Lebanon’s Hariri to visit the President for the 17th time

Lebanon’s Hariri to visit the President for the 17th time
2021-03-17T21:06:57+00:00

Shafaq News / The Lebanese Prime Minister-designate, Saad Hariri, responded to the President, Michel Aoun, indicating that he would visit him to discuss the proposed government.

The Prime Minister-designate issued a statement saying, “weeks passed after I lined-up non-partisan specialists, who are capable of implementing the reforms required to stop the collapse and start rebuilding what was destroyed in Beirut Blast, waiting for a phone call from His Excellency the President to discuss with me the proposed formation to issue the new government decrees.”

“I was surprised, just as all the Lebanese were surprised, by His Excellency the President as he invites me through a televised speech to the Republican Palace for an immediate formation in accordance with him.” He said.

“I have visited His Excellency 16 times since my appointment for the same goal, to agree on a government on non-partisan specialists capable of implementing the agreed reforms and stopping the collapse that the Lebanese are suffering from.” Hariri added.

“… I will be honored to visit him for the seventeenth time immediately …, to discuss the formation that has been in his hands for many weeks, and to immediately reach the announcement of the formation of the government.”

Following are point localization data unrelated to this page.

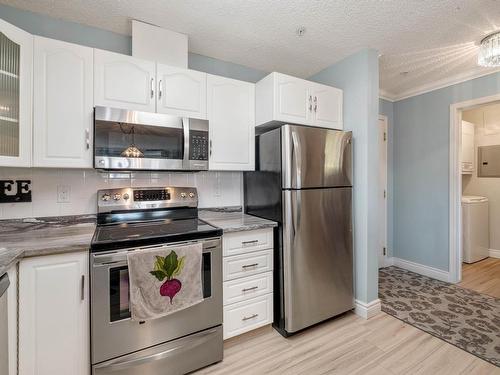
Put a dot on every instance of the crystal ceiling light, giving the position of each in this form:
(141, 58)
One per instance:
(489, 51)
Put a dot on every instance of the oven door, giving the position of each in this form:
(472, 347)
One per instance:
(114, 334)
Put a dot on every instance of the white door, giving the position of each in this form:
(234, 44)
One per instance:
(293, 102)
(382, 141)
(16, 63)
(54, 315)
(62, 104)
(231, 114)
(181, 92)
(327, 106)
(122, 81)
(467, 155)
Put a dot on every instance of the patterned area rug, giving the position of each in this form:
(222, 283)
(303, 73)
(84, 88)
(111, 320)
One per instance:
(462, 317)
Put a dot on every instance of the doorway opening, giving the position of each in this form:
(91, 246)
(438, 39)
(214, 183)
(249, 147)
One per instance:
(475, 194)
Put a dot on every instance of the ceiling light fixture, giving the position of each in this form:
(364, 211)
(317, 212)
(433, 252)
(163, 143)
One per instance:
(489, 51)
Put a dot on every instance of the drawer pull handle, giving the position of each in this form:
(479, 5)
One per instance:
(244, 243)
(250, 265)
(249, 289)
(249, 317)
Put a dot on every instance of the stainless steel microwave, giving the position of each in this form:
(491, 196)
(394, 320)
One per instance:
(133, 140)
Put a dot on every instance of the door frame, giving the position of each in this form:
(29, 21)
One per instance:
(384, 259)
(455, 183)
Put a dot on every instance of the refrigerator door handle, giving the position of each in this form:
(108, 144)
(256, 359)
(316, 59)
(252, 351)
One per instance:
(297, 155)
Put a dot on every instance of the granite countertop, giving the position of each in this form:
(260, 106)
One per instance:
(22, 238)
(43, 236)
(234, 220)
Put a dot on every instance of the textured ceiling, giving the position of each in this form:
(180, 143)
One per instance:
(432, 40)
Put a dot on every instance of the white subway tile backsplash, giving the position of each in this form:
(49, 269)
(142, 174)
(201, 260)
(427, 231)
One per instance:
(215, 189)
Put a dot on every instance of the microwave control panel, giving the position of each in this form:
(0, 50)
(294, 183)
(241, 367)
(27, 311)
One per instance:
(198, 145)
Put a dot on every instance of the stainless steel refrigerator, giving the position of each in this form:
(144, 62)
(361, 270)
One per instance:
(303, 180)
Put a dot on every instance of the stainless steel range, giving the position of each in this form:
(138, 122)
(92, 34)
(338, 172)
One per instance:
(133, 219)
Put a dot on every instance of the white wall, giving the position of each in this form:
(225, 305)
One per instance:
(215, 189)
(484, 186)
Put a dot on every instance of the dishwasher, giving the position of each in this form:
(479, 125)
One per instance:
(4, 337)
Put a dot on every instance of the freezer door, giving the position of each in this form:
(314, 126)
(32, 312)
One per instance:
(315, 157)
(317, 255)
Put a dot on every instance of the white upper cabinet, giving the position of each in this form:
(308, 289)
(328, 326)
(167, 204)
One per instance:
(16, 52)
(231, 113)
(181, 92)
(291, 99)
(62, 104)
(54, 315)
(326, 106)
(283, 98)
(122, 81)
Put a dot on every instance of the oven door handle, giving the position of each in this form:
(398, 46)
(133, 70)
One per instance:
(120, 364)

“If his Excellency the President finds himself unable to sign the decrees of forming a government of non-partisan specialists…he should tell the Lebanese people the real reason behind trying to obstruct the will of the Parliament that chose the appointed prime minister.”

Hariri suggests if the president is not capable to handle this issue, to shorten the Lebanese pain and suffering by allowing early presidential elections.

Earlier today, Lebanese president Michel Aoun called on the prime minister-designate Saad al-Hariri on Wednesday to visit the presidential palace to form a new cabinet immediately or else make way for someone who is able to.

“If prime minister-designate Hariri finds himself unable to form a government ... he should make way for those who are,” Aoun said in a televised speech after inviting him to Baabda palace for talks.

Aoun and Hariri have been at loggerheads over government formation since his nomination in October.

Lebanon is in the throes of a deep financial crisis and a new government could implement much needed reforms and unlock international aid.

Earlier on Wednesday, Lebanese protesters briefly attempted to storm the economy ministry to denounce exploding prices of basic goods as the local currency collapses.

Around 20 protesters had gathered outside the ministry’s Beirut headquarters a day after the Lebanese pound hit a new-low of 15,000 to the greenback, according to an AFP correspondent.

Some tried to enter the building, causing tension with security forces, the official National News Agency reported.

“We are killing each other for a bag of diapers and a carton of milk,” one protester told a local TV station.

The political class “has humiliated us,” he said, denouncing hikes in consumer prices which rose by almost 146 percent during 2020, according to official statistics.

Later in the afternoon, demonstrators tried to march toward the presidential palace outside Beirut but they were stopped by security forces.

Others blocked several key roads across the country with burning tires and torched garbage bins.

Lebanon is in the grips of its worst economic crisis since the 1975-1990 civil war.

The pound, officially pegged at 1,507 to the greenback since 1997, has lost almost 90 percent of its value on the black market.

Some 55 percent of Lebanese live below the global poverty line of 3.84 dollars a day, the United Nations says.

The country is also facing political deadlock, with no new government agreed some seven months after premier Hassan Diab resigned over an August 4 explosion that killed more than 200 people and disfigured swathes of the capital.